Basic differential geometry, oriented toward applications in control and dynamical systems. Topics include smooth manifolds and mappings, tangent and normal bundles. Vector fields and flows. Distributions and Frobenius's theorem. Matrix Lie groups and Lie algebras. Exterior differential forms, Stokes' theorem.

Introduction to modern control systems with emphasis on the role of control in overall system analysis and design. Examples drawn from throughout engineering and science. Open versus closed loop control. State-space methods, time and frequency domain, stability and stabilization, realization theory. Time-varying and nonlinear models. Uncertainty and robustness.

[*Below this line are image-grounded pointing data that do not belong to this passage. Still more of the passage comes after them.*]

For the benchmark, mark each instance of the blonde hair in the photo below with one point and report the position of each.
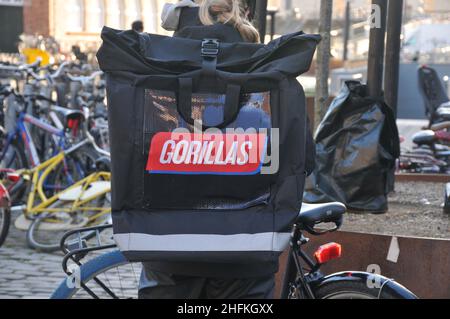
(228, 11)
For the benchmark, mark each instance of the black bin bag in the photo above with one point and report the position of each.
(357, 145)
(208, 145)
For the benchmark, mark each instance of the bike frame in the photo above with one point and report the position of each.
(37, 177)
(296, 279)
(23, 132)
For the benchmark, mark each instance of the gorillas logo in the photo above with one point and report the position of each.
(212, 154)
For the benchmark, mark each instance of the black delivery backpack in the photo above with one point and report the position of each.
(210, 145)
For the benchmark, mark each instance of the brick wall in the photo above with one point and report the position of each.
(36, 19)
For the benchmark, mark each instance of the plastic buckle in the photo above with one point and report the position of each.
(210, 48)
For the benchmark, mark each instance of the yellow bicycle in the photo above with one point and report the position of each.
(47, 217)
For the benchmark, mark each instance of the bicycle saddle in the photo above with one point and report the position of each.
(313, 214)
(103, 164)
(426, 137)
(68, 113)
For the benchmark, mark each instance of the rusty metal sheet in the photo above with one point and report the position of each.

Linear systems, realization theory, time and frequency response, norms and performance, stochastic noise models, robust stability and performance, linear fractional transformations, structured uncertainty, optimal control, model reduction, m analysis and synthesis, real parametric uncertainty, Kharitonov's theorem, uncertainty modeling.

This course seeks to introduce students to recent developments in theoretical and practical aspects of applying control to flow phenomena and fluid systems. Lecture topics in the second term drawn from: the objectives of flow control; a review of relevant concepts from classical and modern control theory; high-fidelity and reduced-order modeling; principles and design of actuators and sensors. Third term: laboratory work in open- and closed-loop control of boundary layers, turbulence, aerodynamic forces, bluff body drag, combustion oscillations and flow-acoustic oscillations.

Topics dependent on class interests and instructor. May be repeated for credit.

Research in the field of control and dynamical systems. By arrangement with members of the staff, properly qualified graduate students are directed in research.